Carbon disulphide is extensively metabolised, irrespective of the route of administration. Approximately, 70% to 95% of absorbed carbon disulphide is metabolised, the rest is excreted by lung and kidneys (Davidson and Feinleib, 1972).

The metabolism of carbon disulphide occurs by two distinct pathways. In the primary pathway carbon disulphide spontaneously reacts directly with free amine and sulphydryl groups of cellular amino acids and polypeptides. The products of these reactions are dithiocarbamates (from reaction with amine and amino acids), and trithiocarbamates (from the reaction with sulphydryl groups). Both the dithocarbamates and trithiocarbamates are water-soluble and are excreted by the kidney. The second pathway is the microsomal oxidation of carbon disulphide to reactive intermediates, which then covalently bind to cell macromolecules (Bus, 1985).

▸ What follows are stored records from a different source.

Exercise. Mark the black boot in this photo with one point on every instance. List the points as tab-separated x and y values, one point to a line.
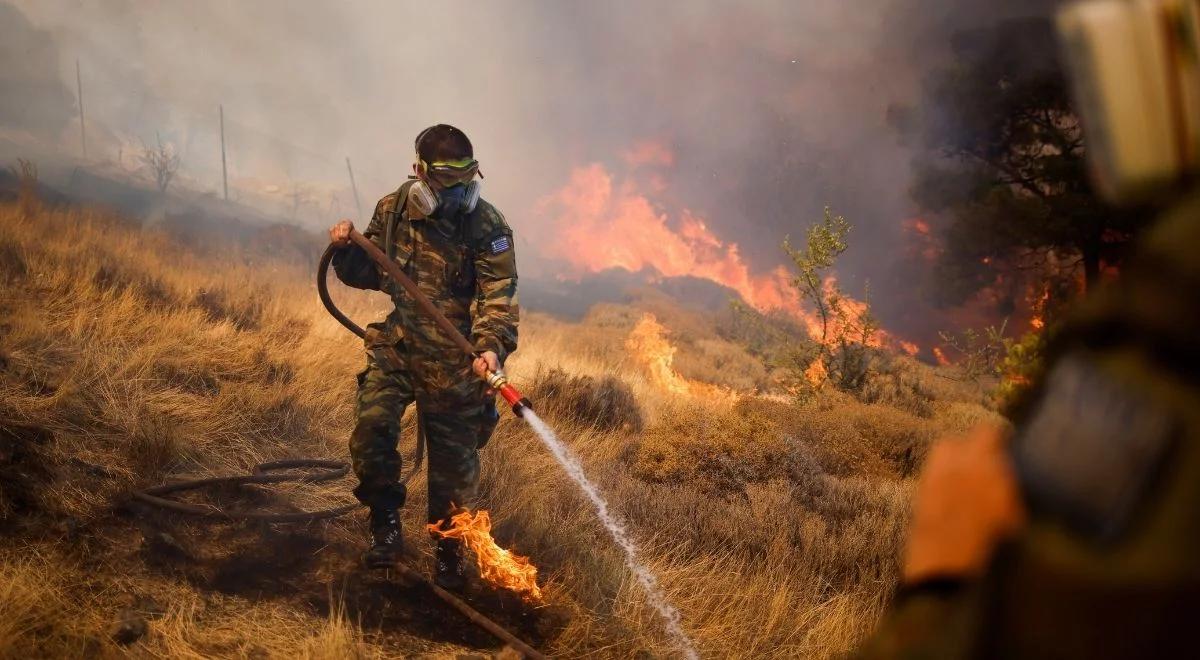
387	539
448	565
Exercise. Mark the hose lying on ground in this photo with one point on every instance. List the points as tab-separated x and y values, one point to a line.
264	473
267	473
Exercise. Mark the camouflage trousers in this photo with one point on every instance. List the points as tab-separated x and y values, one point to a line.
457	421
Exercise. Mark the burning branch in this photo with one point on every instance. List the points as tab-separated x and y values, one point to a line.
497	567
847	335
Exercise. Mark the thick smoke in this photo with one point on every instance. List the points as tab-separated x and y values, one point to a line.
771	109
33	95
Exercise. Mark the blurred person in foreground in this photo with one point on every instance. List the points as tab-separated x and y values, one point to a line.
460	251
1078	533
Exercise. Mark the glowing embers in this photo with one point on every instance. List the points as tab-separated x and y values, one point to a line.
497	567
648	343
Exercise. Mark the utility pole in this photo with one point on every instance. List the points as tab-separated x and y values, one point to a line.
354	187
83	136
225	173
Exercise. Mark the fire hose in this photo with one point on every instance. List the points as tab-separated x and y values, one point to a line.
267	473
495	379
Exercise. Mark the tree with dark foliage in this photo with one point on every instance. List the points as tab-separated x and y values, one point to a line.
1001	160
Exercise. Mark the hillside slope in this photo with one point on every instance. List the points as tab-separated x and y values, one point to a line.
127	359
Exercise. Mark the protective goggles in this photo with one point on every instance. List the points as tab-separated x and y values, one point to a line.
450	173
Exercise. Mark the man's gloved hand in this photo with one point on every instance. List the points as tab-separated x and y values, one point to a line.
340	233
485	363
966	502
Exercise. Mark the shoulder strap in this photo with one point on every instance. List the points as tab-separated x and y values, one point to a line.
397	204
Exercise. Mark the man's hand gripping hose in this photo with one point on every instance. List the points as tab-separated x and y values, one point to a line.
496	378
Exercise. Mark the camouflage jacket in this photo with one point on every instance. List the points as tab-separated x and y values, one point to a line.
1108	457
466	267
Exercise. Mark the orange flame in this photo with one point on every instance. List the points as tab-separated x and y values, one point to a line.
497	567
595	223
1037	322
942	360
648	342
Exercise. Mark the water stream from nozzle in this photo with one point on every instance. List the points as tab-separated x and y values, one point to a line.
649	583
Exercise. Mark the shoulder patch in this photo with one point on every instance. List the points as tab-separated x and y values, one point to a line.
501	244
387	203
1092	449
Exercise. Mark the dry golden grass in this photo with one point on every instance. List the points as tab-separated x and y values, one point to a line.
127	359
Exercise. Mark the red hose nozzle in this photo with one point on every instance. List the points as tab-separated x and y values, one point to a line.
498	382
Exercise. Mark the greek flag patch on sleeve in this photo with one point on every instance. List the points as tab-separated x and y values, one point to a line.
501	244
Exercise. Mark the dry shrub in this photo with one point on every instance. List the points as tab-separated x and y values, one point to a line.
714	449
33	606
605	403
124	379
721	363
849	437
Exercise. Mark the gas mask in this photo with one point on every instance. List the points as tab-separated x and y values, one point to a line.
459	189
1137	77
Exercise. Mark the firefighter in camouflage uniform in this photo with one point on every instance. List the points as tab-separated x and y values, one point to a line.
460	252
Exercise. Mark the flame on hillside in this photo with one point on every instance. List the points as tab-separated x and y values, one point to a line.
497	567
647	341
597	223
1037	322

Some carbon disulphide is metabolised to inorganic sulphides including thiourea, 2-mercapto-2-thiazolin-5-one and 2-thiothiazolidine-4-carboxylic acid (TTCA) (McKee et al., 1943; Baselt, 2000). TTCA is found in the urine of workers exposed to carbon disulphide (Van Doorn et al., 1981; Meuling et al., 1990). The urinary concentration of TTCA is quantitatively related to the uptake of carbon disulphide (Campbell et al., 1985). Campbell et al. (1985) calculated that at a carbon disulphide exposure concentration of 30 mg/m3 (9.6 ppm), less than 6% is metabolised to TTCA.

Inhaled carbon disulphide undergoes significant metabolism to non-volatile compounds and the elimination of these acid-labile metabolites is sufficiently prolonged to suggest their accumulation on repeated exposures (McKenna and DiStefano, 1977).